At her cooking school in Regaleali, Fabrizia Lanza (right) learns from Sister Lidia how to make zuccata, a traditional candied squash dessert.
Name: Fabrizia Lanza
Age: 49 Hometown: Palermo, Italy Occupaton: Formerly an art historian in northern Italy, Fabrizia returned to her native Palermo to run a cooking school started by her late mother, Anna Tasca Lanza. The school is housed in Regaleali, an estate in rural Sicily owned by Fabrizia’s family since 1830. Fabrizia has also made several documentary films about the festivals and disappearing food rituals on the island.
This story appeared in the January/February 2011 issue.
What I love about Palermo is what we call promisquità—the way everything is mixed together indiscriminately. You have beautiful palaces next to alleys filled with rubbish, vivid colors and terrible smells, incredible gardens and grimy buildings. I don’t like tidy cities. Palermo is a fascinating place because it’s very ugly and very beautiful at once.
Take Camastra, my grandparents’ villa, where I was married. It was built in 1555, and it has lavish fountains and gardens. Most of Palermo was destroyed in World War II, and so these rare villas are surrounded on all sides by unattractive apartment buildings.
We have many beautiful churches and monuments, but what’s most alive in Palermo is the food. Palermo has a big corridor of outdoor markets, all with different names, and all very old. I go to the Ballarò market. These little carts arrive with old men selling exquisite vegetables—one has five plants of special rosemary or a particular basil, another sells only onions and garlic. It’s an ancient micro-economy—it’s amazing that it still exists.
The most important religious event of the year, the Festino, is celebrated in July with a feast in the streets. The holiday honors Santa Rosalia, the patron saint of Palermo, who is said to have saved the city from the Black Death plague in 1624. On that day, you eat babbaluci, which are wonderful little snails.
Cooks start off early in the morning peeling garlic and frying it in oil in huge pots. My house is right on top of the celebration, so the smell wakes me up. They start washing enormous bags of snails, and it’s like the sound of maracas. They pile them in huge dishes in the middle of the road—enough to feed 5,000— and pour seasoning on top: garlic, oil, parsley, salt, and pepper. Men queue up to fill paper cones with the snails and eat them in the street. They also make candy brittle in the street. Enormous men with two big knives twirl the brittle on a marble surface covered with oil so it won’t stick. This sort of technique is changing, because in the kitchens they have to use stainless steel equipment for health reasons, but the old recipes need marble, which helps cool down the ingredients in a certain way. You can’t pour syrup on a steel surface!
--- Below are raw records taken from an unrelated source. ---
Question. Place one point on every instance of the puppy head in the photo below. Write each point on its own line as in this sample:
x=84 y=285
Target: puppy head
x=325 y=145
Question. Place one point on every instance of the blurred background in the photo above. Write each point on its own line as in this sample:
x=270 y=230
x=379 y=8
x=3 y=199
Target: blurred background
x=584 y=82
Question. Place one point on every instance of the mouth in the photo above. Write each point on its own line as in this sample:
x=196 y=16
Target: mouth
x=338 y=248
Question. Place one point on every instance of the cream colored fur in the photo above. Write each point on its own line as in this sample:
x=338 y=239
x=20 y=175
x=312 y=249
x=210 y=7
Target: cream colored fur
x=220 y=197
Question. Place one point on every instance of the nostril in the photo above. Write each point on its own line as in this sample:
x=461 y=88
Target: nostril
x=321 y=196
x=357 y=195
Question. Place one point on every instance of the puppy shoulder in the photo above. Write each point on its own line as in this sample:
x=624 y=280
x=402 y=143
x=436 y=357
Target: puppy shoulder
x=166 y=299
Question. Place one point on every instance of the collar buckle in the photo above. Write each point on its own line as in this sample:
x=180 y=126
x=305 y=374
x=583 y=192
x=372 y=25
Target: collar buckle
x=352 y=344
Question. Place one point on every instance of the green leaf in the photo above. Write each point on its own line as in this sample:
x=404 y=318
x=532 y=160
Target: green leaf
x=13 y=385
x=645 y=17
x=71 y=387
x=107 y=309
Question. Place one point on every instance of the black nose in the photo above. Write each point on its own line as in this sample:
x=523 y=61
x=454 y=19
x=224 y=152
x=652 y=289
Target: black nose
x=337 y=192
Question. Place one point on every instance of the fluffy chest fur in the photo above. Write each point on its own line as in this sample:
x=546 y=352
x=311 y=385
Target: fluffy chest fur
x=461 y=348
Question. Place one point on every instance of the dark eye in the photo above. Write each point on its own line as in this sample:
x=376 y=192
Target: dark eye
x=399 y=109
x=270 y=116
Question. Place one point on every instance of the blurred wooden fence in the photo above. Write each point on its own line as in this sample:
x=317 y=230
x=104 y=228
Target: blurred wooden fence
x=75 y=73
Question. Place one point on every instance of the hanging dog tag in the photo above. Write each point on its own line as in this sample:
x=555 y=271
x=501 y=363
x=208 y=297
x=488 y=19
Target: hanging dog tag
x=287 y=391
For the festival of Santa Lucia, in December, Palermitanos don’t eat anything with flour, but we boil wheat with sugar for a dish called cuccìa. The story goes that Saint Lucy saved the city from famine: A ship full of grain arrived mysteriously in the harbor, and the inhabitants were so hungry they didn’t have time to make flour. So they ate the grain whole.
I’m very interested in the old cuisine. We have something from all the people who have conquered us over the centuries. Some dishes are a little Arab, and French cuisine was in fashion at the beginning of the 19th century after Maria Carolina of Austria and Ferdinando di Borbone ran away from Napoleon and arrived in Palermo with their whole court. I like my cooking school to be a point of reference for traditional cooking in Sicily, from the ingredients—wild fruits and vegetables that are disappearing—to the way of preparing things. But it’s not a museum. We eat it. It’s alive.